In my pervious expeditions, each day out there is another day of exposure to risk. With Morgan and Lauren on this expedition we made sure that the level of risk was reduced and we focused more on the experience and the challenge of merging a young family and adventure. Although that being said, the desert temperatures were fast turning into summer temps and that added to my anxiety.

We had set the target of popping into New Crown station along the way and pushed hard one day to make it. After achieving 25km on a hot day, we realized that New Crown was actually one kilometer further away than the map suggested in the wrong direction. Hating to add any extra kilometres on when we didn’t have to, I pushed us on not seeing the point of a social visit when we had so much progress still to make. Regardless to say this shifting of the goal posts was not received well.

After some discussion over heated tones, Lauren and I finally realized a very important point, we were both motivated by different things. Lauren was motivated by the experiences along the way, weather that was planning our trip a bit longer to skirt us past a swimmable water hole, beautiful vista or visiting an indigenous town or station just to check out a different way of life. I was motivated by our progress as every kilometre more we could do was a kilometre closer to the goal we had so diligently been working towards for over a year.

Lesson learnt. Lauren agreed to try to move our daily kilometers up and push even harder on the days we travelled and I agreed that we could incorporate more of the ‘social’ experience that she valued along the way, even if that slowed us down a bit. It was a good compromise.
The next few days saw us make our way towards Abminga Ruins on a minor, single lane goat track, flanked by gibber plains (red rock outcrops) rarely traveled on by cars. It was one of the best tracks we’d been on and a massive highlight of the trip.

Family Tent Sleep Tips:

We’ve been asked by a few people how we are managing the sleeping arrangements in a tent, for over three months, with a one year old.

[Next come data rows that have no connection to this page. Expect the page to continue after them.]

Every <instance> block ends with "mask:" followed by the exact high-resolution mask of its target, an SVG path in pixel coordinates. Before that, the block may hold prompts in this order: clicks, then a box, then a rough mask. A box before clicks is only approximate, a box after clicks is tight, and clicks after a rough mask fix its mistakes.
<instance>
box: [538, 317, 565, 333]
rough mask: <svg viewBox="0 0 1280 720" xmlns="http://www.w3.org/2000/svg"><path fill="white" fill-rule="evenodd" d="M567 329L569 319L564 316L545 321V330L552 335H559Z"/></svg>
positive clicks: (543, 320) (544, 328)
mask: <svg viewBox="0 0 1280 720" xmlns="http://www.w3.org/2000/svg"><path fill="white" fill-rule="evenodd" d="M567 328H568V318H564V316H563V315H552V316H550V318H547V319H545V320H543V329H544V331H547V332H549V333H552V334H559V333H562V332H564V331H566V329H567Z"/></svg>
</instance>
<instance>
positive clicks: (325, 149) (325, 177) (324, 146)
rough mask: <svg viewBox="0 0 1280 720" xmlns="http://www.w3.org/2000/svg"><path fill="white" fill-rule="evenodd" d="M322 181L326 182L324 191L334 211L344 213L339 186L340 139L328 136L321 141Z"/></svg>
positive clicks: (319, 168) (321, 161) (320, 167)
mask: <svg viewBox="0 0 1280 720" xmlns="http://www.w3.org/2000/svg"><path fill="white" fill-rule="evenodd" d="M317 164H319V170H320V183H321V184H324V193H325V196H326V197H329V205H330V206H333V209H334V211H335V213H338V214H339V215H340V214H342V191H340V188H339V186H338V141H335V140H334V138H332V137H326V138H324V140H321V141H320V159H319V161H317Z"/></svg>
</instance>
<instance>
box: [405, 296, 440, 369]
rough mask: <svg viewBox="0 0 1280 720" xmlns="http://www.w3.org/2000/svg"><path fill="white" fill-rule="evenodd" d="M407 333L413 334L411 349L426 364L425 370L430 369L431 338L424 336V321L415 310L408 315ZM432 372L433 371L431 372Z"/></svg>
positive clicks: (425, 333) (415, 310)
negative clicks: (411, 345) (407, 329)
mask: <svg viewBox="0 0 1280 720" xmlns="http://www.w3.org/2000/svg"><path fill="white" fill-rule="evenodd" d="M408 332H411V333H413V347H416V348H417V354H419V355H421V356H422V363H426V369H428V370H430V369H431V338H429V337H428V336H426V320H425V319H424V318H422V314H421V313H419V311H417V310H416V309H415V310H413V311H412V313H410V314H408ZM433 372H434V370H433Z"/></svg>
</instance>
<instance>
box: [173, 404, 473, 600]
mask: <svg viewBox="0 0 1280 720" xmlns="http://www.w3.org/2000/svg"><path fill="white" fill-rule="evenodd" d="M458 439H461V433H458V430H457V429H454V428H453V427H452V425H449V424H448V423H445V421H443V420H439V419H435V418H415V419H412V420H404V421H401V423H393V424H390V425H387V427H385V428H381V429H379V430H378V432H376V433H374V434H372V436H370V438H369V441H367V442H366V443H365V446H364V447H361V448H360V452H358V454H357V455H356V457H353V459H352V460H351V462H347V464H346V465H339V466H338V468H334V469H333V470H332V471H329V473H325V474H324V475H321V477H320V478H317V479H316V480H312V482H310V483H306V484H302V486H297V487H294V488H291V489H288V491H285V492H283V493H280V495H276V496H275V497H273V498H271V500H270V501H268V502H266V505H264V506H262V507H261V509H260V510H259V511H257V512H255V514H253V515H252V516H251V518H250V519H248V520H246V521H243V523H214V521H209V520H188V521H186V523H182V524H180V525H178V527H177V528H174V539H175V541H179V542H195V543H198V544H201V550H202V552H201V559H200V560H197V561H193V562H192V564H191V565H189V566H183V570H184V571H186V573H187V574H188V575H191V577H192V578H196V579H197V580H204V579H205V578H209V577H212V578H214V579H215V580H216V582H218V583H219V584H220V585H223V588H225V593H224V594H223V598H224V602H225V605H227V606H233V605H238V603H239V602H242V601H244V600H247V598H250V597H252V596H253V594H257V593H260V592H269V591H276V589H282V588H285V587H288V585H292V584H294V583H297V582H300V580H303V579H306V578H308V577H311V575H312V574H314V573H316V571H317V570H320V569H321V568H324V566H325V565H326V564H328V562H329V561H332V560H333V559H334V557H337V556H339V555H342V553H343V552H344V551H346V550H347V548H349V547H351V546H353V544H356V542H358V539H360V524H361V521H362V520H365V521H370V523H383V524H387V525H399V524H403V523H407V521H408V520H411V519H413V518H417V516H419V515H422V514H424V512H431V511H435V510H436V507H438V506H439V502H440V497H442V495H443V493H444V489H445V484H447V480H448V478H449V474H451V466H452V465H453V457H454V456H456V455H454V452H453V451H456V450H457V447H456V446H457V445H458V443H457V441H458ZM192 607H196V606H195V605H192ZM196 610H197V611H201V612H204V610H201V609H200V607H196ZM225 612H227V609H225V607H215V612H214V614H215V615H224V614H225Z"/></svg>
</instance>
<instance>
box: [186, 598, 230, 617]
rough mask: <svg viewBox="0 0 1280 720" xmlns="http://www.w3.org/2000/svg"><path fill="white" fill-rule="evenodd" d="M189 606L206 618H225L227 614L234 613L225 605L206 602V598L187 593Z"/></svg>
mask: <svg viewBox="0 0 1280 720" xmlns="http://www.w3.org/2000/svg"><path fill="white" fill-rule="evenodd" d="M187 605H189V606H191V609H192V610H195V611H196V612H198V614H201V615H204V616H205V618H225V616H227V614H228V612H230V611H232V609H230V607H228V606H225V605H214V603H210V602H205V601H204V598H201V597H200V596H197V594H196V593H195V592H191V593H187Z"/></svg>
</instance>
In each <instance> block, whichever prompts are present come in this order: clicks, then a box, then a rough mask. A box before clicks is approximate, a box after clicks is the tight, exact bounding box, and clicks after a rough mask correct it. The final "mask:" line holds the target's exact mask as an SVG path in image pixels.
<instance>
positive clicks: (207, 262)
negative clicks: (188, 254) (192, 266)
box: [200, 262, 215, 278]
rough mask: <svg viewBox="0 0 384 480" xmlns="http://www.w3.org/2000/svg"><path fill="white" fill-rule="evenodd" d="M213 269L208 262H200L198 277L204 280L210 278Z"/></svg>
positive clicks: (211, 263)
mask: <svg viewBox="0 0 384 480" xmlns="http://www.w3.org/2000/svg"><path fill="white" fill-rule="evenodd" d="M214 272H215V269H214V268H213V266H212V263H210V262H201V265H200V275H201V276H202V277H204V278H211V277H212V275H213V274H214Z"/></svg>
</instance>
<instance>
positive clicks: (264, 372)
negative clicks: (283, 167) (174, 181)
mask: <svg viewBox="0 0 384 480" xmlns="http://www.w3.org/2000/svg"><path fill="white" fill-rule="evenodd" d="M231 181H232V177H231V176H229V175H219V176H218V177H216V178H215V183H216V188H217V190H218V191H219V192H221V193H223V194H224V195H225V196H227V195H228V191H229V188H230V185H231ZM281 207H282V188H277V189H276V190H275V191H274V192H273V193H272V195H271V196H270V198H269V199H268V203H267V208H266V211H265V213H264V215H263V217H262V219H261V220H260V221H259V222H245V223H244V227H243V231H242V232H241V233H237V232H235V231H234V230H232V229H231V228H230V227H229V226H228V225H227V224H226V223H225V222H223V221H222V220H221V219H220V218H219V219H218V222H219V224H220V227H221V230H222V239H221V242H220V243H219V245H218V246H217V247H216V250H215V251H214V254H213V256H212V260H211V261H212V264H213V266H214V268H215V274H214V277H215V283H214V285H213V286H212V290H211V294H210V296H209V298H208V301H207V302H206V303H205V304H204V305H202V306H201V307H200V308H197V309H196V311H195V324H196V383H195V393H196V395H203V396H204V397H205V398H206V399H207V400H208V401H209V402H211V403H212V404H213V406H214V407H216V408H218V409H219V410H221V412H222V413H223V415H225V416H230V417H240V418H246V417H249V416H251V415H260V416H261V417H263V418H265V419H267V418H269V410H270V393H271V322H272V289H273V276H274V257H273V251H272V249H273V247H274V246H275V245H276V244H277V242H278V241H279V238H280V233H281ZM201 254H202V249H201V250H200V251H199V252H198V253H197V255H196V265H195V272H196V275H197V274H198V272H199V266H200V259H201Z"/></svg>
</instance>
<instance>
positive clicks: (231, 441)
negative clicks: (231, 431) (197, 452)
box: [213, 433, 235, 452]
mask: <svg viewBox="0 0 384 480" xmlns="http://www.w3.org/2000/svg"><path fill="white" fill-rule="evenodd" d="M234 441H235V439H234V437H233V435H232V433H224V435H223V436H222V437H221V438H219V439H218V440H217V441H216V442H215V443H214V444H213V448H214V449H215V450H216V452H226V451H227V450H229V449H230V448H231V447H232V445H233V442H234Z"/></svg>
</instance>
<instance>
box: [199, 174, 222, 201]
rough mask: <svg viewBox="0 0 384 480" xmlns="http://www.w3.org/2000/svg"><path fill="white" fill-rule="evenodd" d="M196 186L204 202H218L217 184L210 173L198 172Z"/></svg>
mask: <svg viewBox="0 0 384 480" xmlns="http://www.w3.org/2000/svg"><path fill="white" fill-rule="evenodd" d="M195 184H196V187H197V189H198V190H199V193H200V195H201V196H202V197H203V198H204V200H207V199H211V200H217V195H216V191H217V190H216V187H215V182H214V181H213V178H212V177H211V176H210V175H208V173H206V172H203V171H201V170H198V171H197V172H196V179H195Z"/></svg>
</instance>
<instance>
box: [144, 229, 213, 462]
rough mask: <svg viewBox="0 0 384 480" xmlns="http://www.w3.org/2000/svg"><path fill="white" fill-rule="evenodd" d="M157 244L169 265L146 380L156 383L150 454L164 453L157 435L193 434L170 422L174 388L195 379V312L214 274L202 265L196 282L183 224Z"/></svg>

Morgan is not a great sleeper, nor a good co sleeper, so this is something that was really important for us to manage. Below are some of the lessons we’ve learnt along the way that have helped our sleeping situation:

  • Partition Morgan into her own area – both visually and physically. We use a Kidco Peapod Plus tent for her inside our North Face VE25. It’s lightweight, compactable, robust and fits into the North Face tent well.
  • We added a proper mattress to the base of the Peapod (on the outside for safety reasons). Interestingly the footprint of the Peapod Plus is the same size as many oval cots so we used our Leander cot mattress from home. This makes her tent sleeping situation more similar and familiar to her at home cot sleeping situation.
  • We modified the VE25 tent to have a thin foam floor across the whole base to give us and most importantly Morgan as she was still crawling when we left, an added layer against the sharp rocks, ground and prickers common in the bush
  • Both Lauren and I are sleeping on a double mat system (Thermarest Prolite Plus and Thermarest Ridge Rest)
  • For Morgan, we modified a NorthFace Infant Thermoball Bunting by joining the legs and converting it into a sleeping sack (temps at night often ranged below OC)
  • Added a series of mods (which I learned down in Antarctica) to make the tent hyper quick to put up and pack down – super helpful for when you have an active toddler to chase around the camp
  • Stop walking early enough to maintain Morgan’s routine (as much as possible) and try to get her down at roughly the same time each evening

 

BTW Aputula used to be called Finke when it was established as a settlement by White Australians to serve as one of the main towns serving the old Ghan railway running through the guts of Australia. Once abandoned, the Whites left and the town is now predominantly Indigenous Australian. The name was officially changed to Aputula an Indigenous name meaning a type of water soakage, although most Tourists still refer to it as Finke.